Os dados do mais recente relatório CASA (Caracterização Anual da Situação de Acolhimento das Crianças) revelam que, em 2023, mais de seis mil crianças em Portugal se encontravam carentes do cuidado de uma família. Apesar de a Lei n.º 142/2015 indicar claramente que deve ser dada prioridade ao acolhimento familiar em detrimento do residencial, essa é uma realidade que não se verifica e que está longe de se materializar na prática.

Nos casos em que as crianças não estão ao cuidado da sua família biológica – seja por abandono ou porque a justiça considerou que a sua família não tinha condições para tal -, cabe ao tribunal definir o projecto de vida da criança. Isto é, se fica ao cuidado de outros familiares, se regressa à instituição ou se é adoptada.
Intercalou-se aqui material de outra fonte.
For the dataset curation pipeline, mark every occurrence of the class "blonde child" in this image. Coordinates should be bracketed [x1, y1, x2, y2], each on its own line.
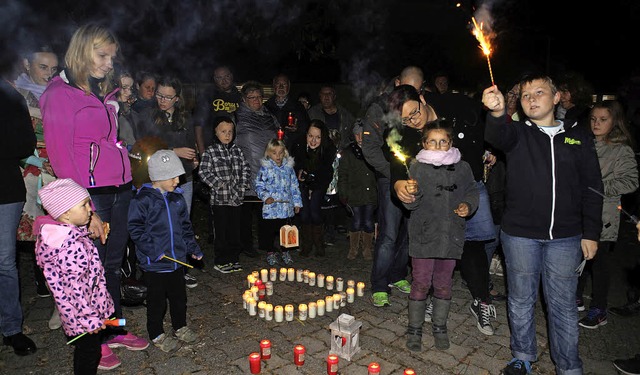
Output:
[198, 116, 251, 273]
[255, 139, 303, 265]
[35, 178, 114, 374]
[128, 150, 203, 353]
[403, 120, 478, 352]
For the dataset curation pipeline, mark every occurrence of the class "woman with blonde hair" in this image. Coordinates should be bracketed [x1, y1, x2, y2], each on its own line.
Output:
[40, 24, 148, 371]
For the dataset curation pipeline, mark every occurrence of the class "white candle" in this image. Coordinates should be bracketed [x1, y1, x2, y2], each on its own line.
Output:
[346, 287, 355, 303]
[287, 268, 295, 282]
[265, 281, 273, 296]
[279, 267, 287, 282]
[308, 302, 317, 318]
[258, 301, 266, 318]
[298, 303, 308, 321]
[357, 282, 365, 297]
[250, 286, 259, 300]
[274, 305, 284, 322]
[269, 268, 278, 282]
[265, 304, 273, 321]
[326, 275, 334, 290]
[296, 269, 304, 282]
[339, 292, 347, 307]
[303, 269, 310, 283]
[243, 291, 251, 309]
[252, 271, 259, 280]
[325, 296, 333, 312]
[260, 269, 268, 283]
[285, 304, 294, 321]
[248, 297, 257, 316]
[247, 274, 255, 288]
[347, 279, 355, 289]
[317, 274, 325, 288]
[336, 277, 344, 292]
[308, 272, 316, 286]
[333, 294, 341, 310]
[317, 299, 325, 316]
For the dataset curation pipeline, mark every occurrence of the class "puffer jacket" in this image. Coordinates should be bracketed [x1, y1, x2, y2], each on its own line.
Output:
[255, 156, 303, 219]
[33, 216, 114, 336]
[128, 184, 203, 272]
[40, 72, 131, 189]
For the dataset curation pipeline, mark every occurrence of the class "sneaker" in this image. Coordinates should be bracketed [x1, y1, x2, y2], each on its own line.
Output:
[469, 298, 496, 335]
[389, 280, 411, 294]
[424, 300, 434, 323]
[579, 307, 607, 329]
[502, 358, 532, 375]
[213, 263, 235, 274]
[98, 344, 121, 370]
[153, 333, 181, 353]
[106, 332, 149, 350]
[609, 299, 640, 317]
[372, 292, 390, 307]
[577, 298, 585, 312]
[184, 273, 198, 288]
[231, 262, 243, 272]
[36, 281, 51, 298]
[48, 308, 62, 330]
[266, 252, 279, 266]
[175, 326, 198, 344]
[281, 251, 294, 265]
[613, 354, 640, 375]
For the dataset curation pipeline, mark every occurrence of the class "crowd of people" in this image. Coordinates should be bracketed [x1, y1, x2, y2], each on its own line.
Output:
[3, 22, 640, 375]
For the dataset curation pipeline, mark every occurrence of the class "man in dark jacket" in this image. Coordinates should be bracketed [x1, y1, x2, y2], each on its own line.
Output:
[264, 73, 310, 152]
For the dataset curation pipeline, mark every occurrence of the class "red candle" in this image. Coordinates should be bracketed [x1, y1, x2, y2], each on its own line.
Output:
[249, 352, 261, 374]
[293, 344, 306, 366]
[260, 339, 271, 360]
[277, 128, 285, 140]
[255, 280, 266, 300]
[368, 362, 381, 374]
[404, 369, 416, 375]
[327, 354, 339, 375]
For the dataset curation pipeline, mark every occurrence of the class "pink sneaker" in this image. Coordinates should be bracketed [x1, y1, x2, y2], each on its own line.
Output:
[98, 344, 121, 370]
[106, 332, 149, 351]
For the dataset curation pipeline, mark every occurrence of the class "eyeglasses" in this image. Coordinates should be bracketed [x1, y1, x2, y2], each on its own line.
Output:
[121, 85, 133, 91]
[424, 139, 451, 148]
[245, 95, 263, 101]
[156, 92, 177, 101]
[401, 102, 421, 125]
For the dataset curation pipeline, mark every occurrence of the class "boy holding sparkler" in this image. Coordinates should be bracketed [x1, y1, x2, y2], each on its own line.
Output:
[483, 74, 603, 375]
[35, 178, 114, 374]
[128, 150, 203, 353]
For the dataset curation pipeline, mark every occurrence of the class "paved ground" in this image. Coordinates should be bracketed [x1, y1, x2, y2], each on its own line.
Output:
[2, 199, 640, 374]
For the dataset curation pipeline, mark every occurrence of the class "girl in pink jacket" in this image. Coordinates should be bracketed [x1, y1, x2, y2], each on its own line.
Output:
[35, 179, 114, 374]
Enquanto decorre o período legal para a decisão judicial, as crianças têm apenas dois caminhos possíveis: a casa de acolhimento ou a família de acolhimento.

As famílias de acolhimento representam, em muitos casos, a luz ao fundo do túnel na vida de milhares de crianças que aguardam que os tribunais tomem uma decisão relativamente ao seu futuro. São as famílias de acolhimento que, durante esse período, contribuem para o desenvolvimento e para o crescimento sustentado das crianças em situação de maior vulnerabilidade, permitindo-lhes que se desenvolvam no seio de um ambiente familiar depois de terem passado por situações delicadas e tendencialmente infelizes.

Contudo, o período de tempo que as crianças ficarão ao cargo das famílias de acolhimento é desprovido de qualquer previsibilidade, ficando sujeito ao tempo que o seu auto demorar a ser processado judicialmente – que, sem grande surpresa, é não raras vezes extenso. Isto significa que uma criança pode estar semanas, meses ou até mesmo anos ao cuidado de uma família de acolhimento o que, em idades tão precoces, pode mesmo corresponder a praticamente toda a sua vida. Se por um lado as famílias de acolhimento são treinadas a priori para saberem lidar com a imprevisibilidade inerente a este processo, por outro lado, as crianças, muitas vezes com traumas ainda presentes, não estão preparadas – nem tampouco treinadas -, para gerir as suas emoções ou lidar com estas situações.

Actualmente, uma criança que esteja inserida numa família de acolhimento tem uma e uma só certeza: que à luz da lei em vigor não poderá ser adoptada pela família que a acolheu e com a qual já estabeleceu laços familiares.

Entendo que a política de família deve ser centrada, acima de tudo, em torno do superior interesse criança. A limitação legal que impede as famílias de acolhimento de adoptar a criança já acolhida representa uma situação de profunda injustiça que contribui para introduzir mais ruído e incerteza na vida de uma criança quando esta já se encontra numa fase mais estável da sua vida. Urge reverter esta injustiça e permitir que as famílias de acolhimento possam ser, caso assim desejem, a família para a vida.